Find your pelvic muscles
OK. First things first. You want to make sure that you know which muscles you actually need to train. There are two most common and I’d say quite easy ways how to identify the pelvic muscle group:
- When lying down, try to squeeze the ring of muscle around the anal passage as if you were trying to stop passing wind but do not squeeze your buttocks.
- When sitting on the toilet, try to stop the flow of the urine for a second or two and then start again. This will help you to locate the right muscles to exercise. Please be aware that this test should be performed only to identify the pelvic floor – it is not a regular exercise! Stopping the flow of the urine midway too often is not good for your bladder.
Ready for the workout?
Before you start doing any of these exercises, make sure you talk to your doctor to make sure you can safely begin working your pelvic muscles again.
While in most cases Kegels are safe to perform just days after birth, I would wait with squats and bridges until 4-6 weeks postpartum.

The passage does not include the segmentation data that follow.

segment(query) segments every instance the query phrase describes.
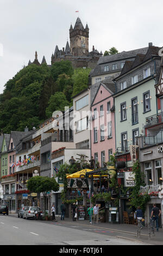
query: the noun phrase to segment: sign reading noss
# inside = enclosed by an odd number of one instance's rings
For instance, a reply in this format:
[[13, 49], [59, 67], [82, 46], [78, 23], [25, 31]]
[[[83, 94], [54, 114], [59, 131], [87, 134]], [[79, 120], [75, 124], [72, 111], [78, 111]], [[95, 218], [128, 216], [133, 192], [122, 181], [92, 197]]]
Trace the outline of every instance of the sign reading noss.
[[131, 171], [125, 172], [124, 187], [134, 187], [135, 184], [135, 174]]

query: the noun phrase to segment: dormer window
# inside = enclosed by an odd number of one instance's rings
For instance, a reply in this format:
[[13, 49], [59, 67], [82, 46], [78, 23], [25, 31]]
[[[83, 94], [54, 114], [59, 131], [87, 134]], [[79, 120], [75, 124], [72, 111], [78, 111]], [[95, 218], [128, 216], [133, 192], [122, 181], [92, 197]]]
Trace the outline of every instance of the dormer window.
[[136, 82], [138, 82], [137, 75], [131, 77], [131, 84], [132, 85], [134, 85], [134, 84], [136, 84]]
[[106, 71], [109, 71], [109, 66], [104, 66], [104, 72], [105, 72]]
[[146, 68], [143, 70], [143, 78], [148, 78], [148, 76], [149, 76], [151, 75], [151, 69], [150, 68]]
[[114, 64], [112, 65], [112, 70], [115, 70], [115, 69], [117, 69], [117, 64]]
[[127, 87], [127, 82], [121, 82], [121, 91], [123, 89], [125, 89]]

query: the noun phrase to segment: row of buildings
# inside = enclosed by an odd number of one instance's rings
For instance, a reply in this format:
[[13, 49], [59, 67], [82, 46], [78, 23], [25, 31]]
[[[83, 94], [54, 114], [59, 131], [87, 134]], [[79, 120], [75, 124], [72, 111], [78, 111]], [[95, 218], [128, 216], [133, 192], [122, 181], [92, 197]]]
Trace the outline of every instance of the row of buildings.
[[[54, 203], [60, 213], [64, 184], [57, 173], [72, 156], [81, 164], [93, 157], [96, 168], [103, 167], [115, 153], [126, 162], [118, 182], [132, 187], [125, 179], [136, 160], [131, 152], [136, 146], [146, 184], [140, 193], [152, 195], [146, 216], [149, 219], [153, 203], [162, 213], [162, 69], [161, 49], [152, 43], [101, 56], [90, 74], [91, 84], [73, 97], [72, 108], [54, 112], [37, 130], [2, 134], [0, 204], [8, 204], [10, 212], [23, 204], [41, 206], [41, 195], [30, 194], [27, 181], [35, 175], [54, 177], [60, 190], [49, 193], [48, 209]], [[83, 182], [77, 184], [71, 188], [87, 189]], [[130, 210], [128, 195], [123, 196], [122, 212]]]

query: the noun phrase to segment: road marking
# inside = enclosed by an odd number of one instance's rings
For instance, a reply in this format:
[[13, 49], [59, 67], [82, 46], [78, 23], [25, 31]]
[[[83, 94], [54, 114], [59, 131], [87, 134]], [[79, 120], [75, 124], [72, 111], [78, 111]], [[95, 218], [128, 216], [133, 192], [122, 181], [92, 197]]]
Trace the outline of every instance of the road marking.
[[37, 234], [33, 233], [33, 232], [30, 232], [31, 234], [33, 234], [33, 235], [35, 235], [36, 236], [39, 236]]

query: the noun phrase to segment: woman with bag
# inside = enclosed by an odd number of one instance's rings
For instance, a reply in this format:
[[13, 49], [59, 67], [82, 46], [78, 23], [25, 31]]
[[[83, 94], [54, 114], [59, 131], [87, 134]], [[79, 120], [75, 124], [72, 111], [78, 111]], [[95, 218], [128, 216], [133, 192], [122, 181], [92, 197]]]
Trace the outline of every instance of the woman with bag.
[[76, 203], [74, 203], [72, 206], [72, 221], [76, 221], [77, 218], [77, 207]]

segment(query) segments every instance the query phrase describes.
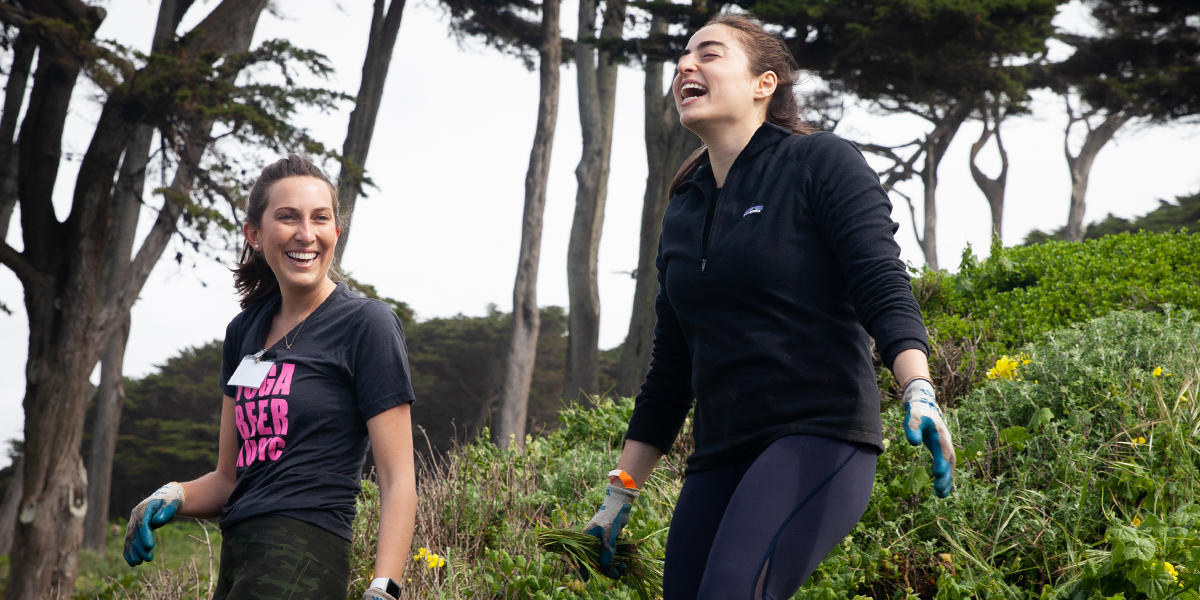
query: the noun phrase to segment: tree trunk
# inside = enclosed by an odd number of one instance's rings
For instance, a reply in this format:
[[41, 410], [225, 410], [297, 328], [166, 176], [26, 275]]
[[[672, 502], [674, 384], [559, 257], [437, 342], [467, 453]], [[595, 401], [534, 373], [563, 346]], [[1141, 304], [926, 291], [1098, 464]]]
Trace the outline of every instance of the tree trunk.
[[524, 217], [521, 221], [521, 251], [517, 276], [512, 284], [512, 335], [500, 379], [500, 419], [496, 427], [497, 443], [524, 446], [526, 421], [529, 408], [529, 386], [533, 382], [534, 359], [538, 353], [538, 331], [541, 311], [538, 310], [538, 262], [541, 256], [541, 223], [546, 208], [546, 180], [550, 176], [550, 155], [558, 122], [558, 74], [563, 62], [563, 41], [559, 32], [559, 1], [541, 4], [541, 79], [538, 100], [538, 128], [529, 151], [526, 172]]
[[96, 416], [88, 452], [88, 516], [84, 518], [83, 544], [96, 552], [104, 551], [108, 539], [108, 498], [113, 490], [113, 454], [125, 407], [125, 343], [130, 337], [130, 318], [118, 325], [101, 358], [100, 388], [96, 389]]
[[[605, 2], [600, 40], [619, 40], [624, 32], [625, 1]], [[595, 31], [596, 1], [580, 0], [575, 68], [578, 82], [580, 126], [583, 152], [575, 168], [575, 218], [566, 248], [568, 313], [566, 374], [563, 396], [594, 395], [599, 388], [600, 290], [596, 262], [604, 226], [612, 151], [613, 104], [617, 94], [617, 61], [599, 49]]]
[[[655, 16], [650, 36], [666, 35], [667, 22]], [[655, 266], [662, 214], [671, 200], [667, 190], [679, 163], [698, 145], [696, 136], [679, 124], [674, 97], [662, 91], [662, 56], [646, 60], [646, 194], [642, 198], [642, 229], [637, 251], [637, 283], [634, 287], [634, 308], [629, 332], [622, 344], [617, 364], [617, 394], [632, 396], [646, 379], [650, 367], [654, 343], [654, 298], [659, 293], [659, 270]]]
[[[188, 36], [187, 50], [229, 53], [250, 46], [266, 0], [224, 0]], [[52, 10], [48, 5], [31, 5]], [[88, 377], [114, 330], [127, 317], [133, 299], [157, 262], [180, 212], [168, 197], [146, 241], [121, 270], [108, 264], [119, 257], [113, 236], [113, 180], [120, 157], [136, 134], [136, 118], [125, 91], [109, 96], [96, 122], [74, 182], [71, 212], [59, 222], [50, 202], [61, 155], [62, 125], [78, 78], [79, 58], [72, 48], [90, 43], [103, 11], [82, 2], [55, 4], [49, 17], [72, 22], [42, 42], [34, 89], [19, 137], [18, 193], [25, 248], [0, 244], [0, 262], [20, 278], [29, 316], [25, 383], [25, 464], [18, 511], [8, 599], [70, 595], [78, 570], [77, 550], [88, 511], [86, 472], [79, 455], [84, 413], [90, 397]], [[46, 17], [46, 16], [41, 16]], [[151, 61], [145, 68], [162, 68]], [[136, 76], [134, 76], [136, 77]], [[199, 124], [197, 124], [199, 125]], [[208, 128], [186, 131], [204, 136]], [[203, 148], [203, 144], [202, 144]], [[192, 173], [188, 152], [180, 170]], [[176, 174], [176, 180], [179, 179]], [[104, 281], [126, 272], [127, 281]], [[114, 292], [115, 290], [115, 292]]]
[[17, 506], [20, 505], [22, 490], [24, 490], [25, 478], [22, 476], [25, 466], [25, 456], [22, 455], [12, 464], [12, 480], [4, 491], [4, 502], [0, 503], [0, 554], [8, 554], [12, 550], [12, 535], [17, 524]]
[[[163, 0], [158, 7], [152, 52], [161, 52], [174, 37], [179, 22], [184, 18], [190, 0]], [[125, 149], [121, 173], [116, 181], [112, 224], [113, 244], [104, 258], [104, 276], [108, 289], [106, 298], [115, 298], [128, 280], [130, 257], [133, 253], [134, 234], [145, 192], [146, 166], [150, 163], [150, 144], [154, 127], [140, 125]], [[100, 388], [96, 390], [96, 413], [92, 422], [91, 448], [88, 454], [88, 516], [84, 520], [84, 547], [103, 552], [108, 536], [109, 497], [113, 479], [113, 454], [121, 427], [121, 409], [125, 406], [125, 344], [130, 336], [130, 314], [126, 312], [113, 337], [108, 341], [101, 359]]]
[[925, 265], [930, 269], [938, 269], [937, 264], [937, 168], [942, 164], [946, 150], [954, 140], [954, 134], [959, 132], [962, 121], [971, 114], [970, 102], [959, 102], [950, 107], [946, 114], [934, 121], [934, 131], [925, 137], [925, 166], [920, 172], [920, 180], [924, 184], [924, 232], [917, 240], [920, 251], [925, 256]]
[[[983, 133], [979, 134], [979, 139], [974, 144], [971, 144], [971, 158], [968, 160], [971, 178], [974, 179], [976, 185], [979, 186], [979, 191], [988, 199], [988, 208], [991, 210], [992, 238], [1002, 239], [1004, 186], [1008, 181], [1008, 152], [1004, 150], [1004, 142], [1000, 137], [1000, 125], [1004, 120], [1000, 98], [996, 98], [995, 102], [989, 102], [984, 98], [980, 112], [983, 114]], [[979, 151], [983, 150], [983, 146], [988, 144], [988, 140], [992, 136], [996, 137], [996, 151], [1000, 152], [1000, 174], [995, 178], [989, 178], [976, 164], [976, 157], [979, 156]]]
[[362, 193], [362, 169], [371, 150], [371, 138], [374, 136], [374, 122], [379, 115], [383, 100], [383, 88], [388, 82], [388, 70], [391, 66], [391, 52], [400, 32], [400, 19], [404, 13], [404, 0], [391, 0], [384, 16], [384, 0], [374, 1], [371, 16], [371, 35], [367, 38], [367, 54], [362, 59], [362, 79], [359, 82], [359, 95], [350, 112], [350, 121], [346, 127], [346, 142], [342, 144], [342, 170], [337, 176], [337, 202], [342, 208], [342, 234], [337, 239], [334, 252], [334, 266], [342, 266], [342, 254], [350, 241], [350, 218], [354, 205]]
[[12, 49], [12, 67], [5, 84], [4, 115], [0, 115], [0, 241], [8, 238], [8, 222], [12, 220], [12, 209], [17, 205], [17, 152], [13, 136], [17, 132], [20, 106], [25, 101], [25, 85], [36, 49], [37, 44], [31, 35], [17, 35]]
[[[1067, 166], [1070, 168], [1070, 209], [1067, 212], [1067, 239], [1070, 241], [1081, 241], [1084, 234], [1087, 233], [1087, 228], [1084, 224], [1084, 210], [1086, 209], [1087, 180], [1092, 174], [1092, 163], [1096, 161], [1096, 155], [1104, 148], [1104, 144], [1108, 144], [1117, 130], [1129, 120], [1129, 115], [1126, 113], [1109, 113], [1100, 121], [1100, 125], [1093, 128], [1087, 122], [1087, 118], [1094, 113], [1075, 115], [1069, 103], [1067, 104], [1067, 132], [1062, 144], [1063, 154], [1067, 155]], [[1079, 148], [1079, 154], [1072, 155], [1070, 128], [1080, 121], [1087, 127], [1087, 134], [1084, 137], [1084, 144]]]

It all comes down to your health condition, so I highly recommend to check with your doctor to be sure.
I have studied tons of information about the most effective ways to strengthen my pelvic floor, I even joined some online courses focused on pelvic issues. After trying many techniques I found out what’s working for me. Check out my favourite 4 best pelvic floor exercises that helped me to heal my postpartum core.
1. Kegels or “Squeeze and release”
This is actually the most important pelvic floor exercise in first days postpartum as it will help your perineum and vagina to recover faster. Exercising pelvic muscles improves blood circulation to the pelvic area which helps to reduce swelling and bruising. I started doing a “squeeze and release workout” the second day postpartum, during breastfeeding sessions. My nipples were cracked so badly the first days that every nursing session has hurt like hell. Concentrating on Kegels while nursing actually helped me to keep my attention away from that pain.
You can perform Kegels sitting or lying down, whichever you prefer. To start, contract your pelvic floor muscles and hold for 5 seconds and release for 5 seconds. Repeat 10 times. Try to do this small workout routine ideally 3 times a day.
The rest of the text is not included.